CVE-2025-35033 is a medium severity vulnerability identified in Medical Informatics Engineering's Enterprise Health software, specifically involving improper neutralization of formula elements in CSV files (CWE-1236). This vulnerability allows a remote attacker with authenticated access to inject malicious macros into CSV files that are downloadable by users. When these CSV files are opened in spreadsheet applications that support formula execution (e.g., Microsoft Excel), the injected macros can execute arbitrary commands, potentially leading to unauthorized actions such as data exfiltration, privilege escalation, or system compromise. The vulnerability affects multiple recent versions of the product (RC202303 through RC202503) and was publicly disclosed on September 29, 2025, with a fix released on March 14, 2025. The CVSS 4.0 base score is 6.3, reflecting a medium severity level, with attack vector being network-based, low attack complexity, no privileges required but user interaction needed, and significant impact on integrity and availability. No known exploits have been reported in the wild as of the publication date. The vulnerability arises from insufficient sanitization or neutralization of formula elements in CSV exports, allowing formula injection attacks that can be leveraged by attackers to execute malicious code when the CSV is opened in vulnerable spreadsheet software.

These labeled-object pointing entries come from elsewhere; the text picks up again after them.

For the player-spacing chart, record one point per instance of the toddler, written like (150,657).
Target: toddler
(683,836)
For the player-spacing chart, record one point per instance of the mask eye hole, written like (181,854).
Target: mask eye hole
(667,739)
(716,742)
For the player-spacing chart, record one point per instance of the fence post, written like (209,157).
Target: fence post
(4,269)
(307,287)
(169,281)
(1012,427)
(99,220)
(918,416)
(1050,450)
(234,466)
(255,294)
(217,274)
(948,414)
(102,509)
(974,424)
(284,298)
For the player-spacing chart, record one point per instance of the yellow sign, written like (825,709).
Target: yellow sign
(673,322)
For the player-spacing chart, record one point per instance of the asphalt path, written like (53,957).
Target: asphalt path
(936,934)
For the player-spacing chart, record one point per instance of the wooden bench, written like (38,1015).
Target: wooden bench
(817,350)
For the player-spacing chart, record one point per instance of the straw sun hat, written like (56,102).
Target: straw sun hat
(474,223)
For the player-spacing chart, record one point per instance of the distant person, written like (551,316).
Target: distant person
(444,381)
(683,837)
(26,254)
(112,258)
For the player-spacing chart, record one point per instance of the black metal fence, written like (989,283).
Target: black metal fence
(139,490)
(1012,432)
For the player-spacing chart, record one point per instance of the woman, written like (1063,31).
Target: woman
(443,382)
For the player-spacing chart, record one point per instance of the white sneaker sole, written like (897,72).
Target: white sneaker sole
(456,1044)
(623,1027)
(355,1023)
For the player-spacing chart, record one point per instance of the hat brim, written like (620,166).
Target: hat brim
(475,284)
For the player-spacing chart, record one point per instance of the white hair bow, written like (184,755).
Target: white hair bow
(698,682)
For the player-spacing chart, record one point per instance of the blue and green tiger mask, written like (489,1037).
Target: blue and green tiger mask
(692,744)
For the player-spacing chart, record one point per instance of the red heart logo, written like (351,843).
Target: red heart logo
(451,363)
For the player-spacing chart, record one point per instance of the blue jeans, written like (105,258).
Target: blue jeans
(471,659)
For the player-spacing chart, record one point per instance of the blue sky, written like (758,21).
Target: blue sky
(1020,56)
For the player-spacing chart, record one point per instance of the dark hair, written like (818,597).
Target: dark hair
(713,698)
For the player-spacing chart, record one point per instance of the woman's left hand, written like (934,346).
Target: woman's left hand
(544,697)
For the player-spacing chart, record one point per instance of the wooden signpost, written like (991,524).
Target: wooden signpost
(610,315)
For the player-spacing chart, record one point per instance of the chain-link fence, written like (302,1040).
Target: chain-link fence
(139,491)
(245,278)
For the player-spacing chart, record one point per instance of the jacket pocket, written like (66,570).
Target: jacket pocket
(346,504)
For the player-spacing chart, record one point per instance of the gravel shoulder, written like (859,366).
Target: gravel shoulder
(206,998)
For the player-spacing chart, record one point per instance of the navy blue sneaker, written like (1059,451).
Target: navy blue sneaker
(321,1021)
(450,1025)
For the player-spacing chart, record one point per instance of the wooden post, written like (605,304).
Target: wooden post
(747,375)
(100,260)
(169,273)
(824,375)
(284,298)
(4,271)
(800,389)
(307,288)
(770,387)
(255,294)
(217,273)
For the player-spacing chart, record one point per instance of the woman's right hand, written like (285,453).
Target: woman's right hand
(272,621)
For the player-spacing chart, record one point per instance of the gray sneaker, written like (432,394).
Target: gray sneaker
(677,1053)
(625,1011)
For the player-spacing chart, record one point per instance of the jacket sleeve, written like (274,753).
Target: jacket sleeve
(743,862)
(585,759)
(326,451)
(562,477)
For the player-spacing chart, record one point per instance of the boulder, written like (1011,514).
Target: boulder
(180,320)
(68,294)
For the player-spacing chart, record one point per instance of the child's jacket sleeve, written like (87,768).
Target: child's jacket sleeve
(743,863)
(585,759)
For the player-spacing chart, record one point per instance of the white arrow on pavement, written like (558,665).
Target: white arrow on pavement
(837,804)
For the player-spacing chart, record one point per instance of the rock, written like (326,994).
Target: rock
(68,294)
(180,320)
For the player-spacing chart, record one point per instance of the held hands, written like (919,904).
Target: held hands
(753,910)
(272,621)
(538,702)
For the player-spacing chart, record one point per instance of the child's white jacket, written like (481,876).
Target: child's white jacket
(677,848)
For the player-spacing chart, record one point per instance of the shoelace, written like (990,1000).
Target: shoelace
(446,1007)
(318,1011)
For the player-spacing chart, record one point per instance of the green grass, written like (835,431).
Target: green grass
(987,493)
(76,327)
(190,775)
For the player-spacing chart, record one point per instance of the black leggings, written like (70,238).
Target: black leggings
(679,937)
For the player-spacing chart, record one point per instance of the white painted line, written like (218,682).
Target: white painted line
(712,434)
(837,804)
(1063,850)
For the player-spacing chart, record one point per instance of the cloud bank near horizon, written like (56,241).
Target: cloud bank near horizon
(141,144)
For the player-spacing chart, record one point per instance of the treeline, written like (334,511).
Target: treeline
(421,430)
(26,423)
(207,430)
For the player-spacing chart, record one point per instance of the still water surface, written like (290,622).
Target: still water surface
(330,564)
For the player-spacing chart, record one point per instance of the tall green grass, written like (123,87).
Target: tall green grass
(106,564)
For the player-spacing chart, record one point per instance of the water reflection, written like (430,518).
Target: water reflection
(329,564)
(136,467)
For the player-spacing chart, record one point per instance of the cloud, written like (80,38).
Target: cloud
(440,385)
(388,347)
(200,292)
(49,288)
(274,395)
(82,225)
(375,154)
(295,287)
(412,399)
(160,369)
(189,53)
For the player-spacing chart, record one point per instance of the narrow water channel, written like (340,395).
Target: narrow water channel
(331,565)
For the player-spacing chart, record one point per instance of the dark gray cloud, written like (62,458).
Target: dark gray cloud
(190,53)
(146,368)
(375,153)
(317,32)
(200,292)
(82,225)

For European organizations, particularly those in healthcare and medical informatics sectors using Enterprise Health software, this vulnerability poses a significant risk. Exploitation could lead to unauthorized execution of malicious macros, potentially compromising sensitive patient data confidentiality and integrity, disrupting healthcare operations, and violating stringent EU data protection regulations such as GDPR. The ability to inject macros remotely and trigger them upon CSV file opening increases the risk of lateral movement within networks and targeted attacks on healthcare providers. Given the critical nature of healthcare data and the reliance on accurate medical records, any compromise could result in patient safety risks, financial penalties, and reputational damage. Additionally, the requirement for user interaction (opening the CSV) means that social engineering or phishing tactics could be used to increase exploitation likelihood. The medium severity rating suggests a moderate but tangible threat that must be addressed promptly to avoid operational disruptions and data breaches.

European organizations using Medical Informatics Engineering Enterprise Health should immediately apply the vendor-provided patches released on March 14, 2025, to remediate this vulnerability. Until patches are applied, organizations should implement strict controls on CSV file handling: disable automatic formula execution in spreadsheet applications where possible, educate users to avoid opening CSV files from untrusted or unexpected sources, and employ endpoint protection solutions capable of detecting macro-based attacks. Network segmentation and access controls should limit authenticated user privileges to the minimum necessary to reduce the attack surface. Additionally, monitoring and alerting for unusual file downloads or macro execution events can help detect exploitation attempts early. Organizations should also review and harden their CSV export functionalities and consider alternative data formats less susceptible to formula injection. Finally, conducting user awareness training focused on recognizing suspicious CSV files and macro risks will reduce the likelihood of successful exploitation through social engineering.